Parenting

If My House Is A Mess When You Come Over, Please Take It As A Compliment

by Annie Reneau
Gemenacom / Shutterstock

I’m not a complete slob, but I’m also not a neat freak. I guess I’d describe myself as “laid back” when it comes to my house. I like it to be clean and neat and tidy, but it isn’t always, and I’m okay with that. I work from home and so does my husband, and we have three kids whom we homeschool, so our house gets used. A lot. And it shows.

However, when someone I don’t know well is coming over, I turn into Mary Poppins on steroids. I can whirlwind our lived-in home into perfectly presentable in no time flat. Of course, that involves shoving piles of papers and laundry into bedrooms and some frantic yelling at my family to get it done, but I can do it.

If it’s your first time to my home (assuming you don’t just show up without warning), you’ll be greeted by a living area worthy of an HGTV reveal, complete with centerpieces and fresh coffee. I can make my house look like a magazine shoot when I put my back into it.

But honestly, I prefer not to do that all the time. While I would love to keep my house spic and span all day, every day, that’s just not going to happen with our lifestyle. Not without causing everyone enormous amounts of stress, which is not worth it.

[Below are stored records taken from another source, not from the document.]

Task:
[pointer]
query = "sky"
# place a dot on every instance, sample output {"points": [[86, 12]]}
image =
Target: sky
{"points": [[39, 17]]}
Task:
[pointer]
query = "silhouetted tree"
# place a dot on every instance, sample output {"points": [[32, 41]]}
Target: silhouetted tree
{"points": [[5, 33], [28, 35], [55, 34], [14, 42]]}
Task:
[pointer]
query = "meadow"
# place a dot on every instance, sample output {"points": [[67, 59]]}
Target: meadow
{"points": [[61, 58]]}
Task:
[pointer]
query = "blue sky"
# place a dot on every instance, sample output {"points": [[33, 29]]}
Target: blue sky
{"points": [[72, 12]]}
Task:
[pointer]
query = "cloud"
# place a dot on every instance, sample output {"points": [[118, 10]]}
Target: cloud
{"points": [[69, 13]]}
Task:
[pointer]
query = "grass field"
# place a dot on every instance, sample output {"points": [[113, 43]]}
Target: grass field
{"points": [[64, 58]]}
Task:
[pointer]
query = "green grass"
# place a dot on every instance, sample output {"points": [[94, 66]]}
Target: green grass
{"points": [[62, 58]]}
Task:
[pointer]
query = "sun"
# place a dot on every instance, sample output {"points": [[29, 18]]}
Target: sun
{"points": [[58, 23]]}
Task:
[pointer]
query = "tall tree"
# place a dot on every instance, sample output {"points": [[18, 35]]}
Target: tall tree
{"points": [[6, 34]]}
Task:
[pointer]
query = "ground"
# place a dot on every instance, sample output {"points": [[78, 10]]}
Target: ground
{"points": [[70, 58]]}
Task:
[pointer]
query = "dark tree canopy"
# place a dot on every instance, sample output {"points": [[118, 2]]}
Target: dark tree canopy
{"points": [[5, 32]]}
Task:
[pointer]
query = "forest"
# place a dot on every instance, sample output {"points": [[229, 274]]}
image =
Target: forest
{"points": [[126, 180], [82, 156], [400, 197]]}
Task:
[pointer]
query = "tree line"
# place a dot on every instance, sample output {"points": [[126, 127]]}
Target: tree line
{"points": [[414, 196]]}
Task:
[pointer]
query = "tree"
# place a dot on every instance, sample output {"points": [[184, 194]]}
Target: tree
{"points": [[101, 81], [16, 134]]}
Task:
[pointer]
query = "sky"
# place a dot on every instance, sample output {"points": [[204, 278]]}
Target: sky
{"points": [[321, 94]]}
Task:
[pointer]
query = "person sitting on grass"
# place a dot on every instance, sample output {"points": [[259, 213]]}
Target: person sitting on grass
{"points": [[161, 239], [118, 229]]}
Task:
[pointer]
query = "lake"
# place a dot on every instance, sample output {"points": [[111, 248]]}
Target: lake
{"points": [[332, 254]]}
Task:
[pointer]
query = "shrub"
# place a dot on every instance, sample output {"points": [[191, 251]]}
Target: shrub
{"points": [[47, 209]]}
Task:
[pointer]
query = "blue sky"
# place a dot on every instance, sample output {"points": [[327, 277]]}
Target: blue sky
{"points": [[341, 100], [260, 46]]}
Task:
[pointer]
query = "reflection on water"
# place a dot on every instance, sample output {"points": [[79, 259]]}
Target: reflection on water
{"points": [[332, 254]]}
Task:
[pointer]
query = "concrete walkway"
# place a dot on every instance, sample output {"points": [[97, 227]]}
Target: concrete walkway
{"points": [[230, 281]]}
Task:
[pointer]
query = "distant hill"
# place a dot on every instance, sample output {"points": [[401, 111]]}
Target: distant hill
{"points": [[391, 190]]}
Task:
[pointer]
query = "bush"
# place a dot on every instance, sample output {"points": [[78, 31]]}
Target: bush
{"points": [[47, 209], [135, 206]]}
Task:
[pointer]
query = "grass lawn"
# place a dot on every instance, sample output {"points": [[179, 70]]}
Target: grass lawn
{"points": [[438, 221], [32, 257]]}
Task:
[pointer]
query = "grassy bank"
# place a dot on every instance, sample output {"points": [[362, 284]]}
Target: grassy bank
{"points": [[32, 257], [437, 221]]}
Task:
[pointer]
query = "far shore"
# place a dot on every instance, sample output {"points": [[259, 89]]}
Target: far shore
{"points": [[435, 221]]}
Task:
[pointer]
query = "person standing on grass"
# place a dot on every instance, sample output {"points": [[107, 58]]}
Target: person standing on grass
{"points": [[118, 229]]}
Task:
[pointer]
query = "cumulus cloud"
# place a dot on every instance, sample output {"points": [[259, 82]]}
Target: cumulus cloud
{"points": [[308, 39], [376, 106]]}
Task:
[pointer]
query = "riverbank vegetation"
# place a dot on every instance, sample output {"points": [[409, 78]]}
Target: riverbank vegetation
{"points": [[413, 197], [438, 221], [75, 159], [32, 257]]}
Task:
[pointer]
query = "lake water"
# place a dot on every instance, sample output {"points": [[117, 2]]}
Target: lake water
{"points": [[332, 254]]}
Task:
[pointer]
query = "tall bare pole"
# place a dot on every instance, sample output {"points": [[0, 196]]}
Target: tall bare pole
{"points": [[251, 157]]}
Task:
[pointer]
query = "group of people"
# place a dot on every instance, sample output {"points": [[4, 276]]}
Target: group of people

So when good friends are coming over, we will neaten a bit, but we don’t fret over making the house look perfect. There’s a very good chance you’ll find a laundry basket full of clothes in the dining room, a half-played game of Monopoly to be finished later on the coffee table, a few art projects mid-creation, and some piles of paper that I haven’t gotten around to sorting yet.

The floor under the dining table will almost surely need sweeping. There might be a pile of dishes in the sink that didn’t fit into the dishwasher and are waiting for the next cycle. Guaranteed, there will be shoes that belong elsewhere.

And if you are greeted by such things at my house? Take it as a compliment. I’m serious.

Because if I didn’t know you well and like you a lot and trust you implicitly, I wouldn’t let you see all of that. I’d put on the neat-and-tidy show for you — out of respect and courtesy, of course — and wouldn’t invite you into our intimate mess.

But our good friends get to be a part of our family’s norm. If I don’t make a big effort to clean up before you come, it means I trust you not to judge our life. It means we share a mutual understanding that we don’t need to present our very best to one another all the time. It means we can be comfortable and genuine in every way, like family.

Believe it or not, my laundry baskets mean I love you. My clutter shows I care. Piles of paper mean you’re my people.

If you step into my home at any point in our friendship and notice that it looks like we’ve sort of let the house go, we haven’t. That’s our normal state most of the time — not like an episode of Hoarders, but definitely not HGTV material. And we love you so much that we want you to be part of our normal.

So please take our mess as the compliment that it is. Letting you see it is testament to our friendship. It means you’re welcome in our home — and our life — anytime.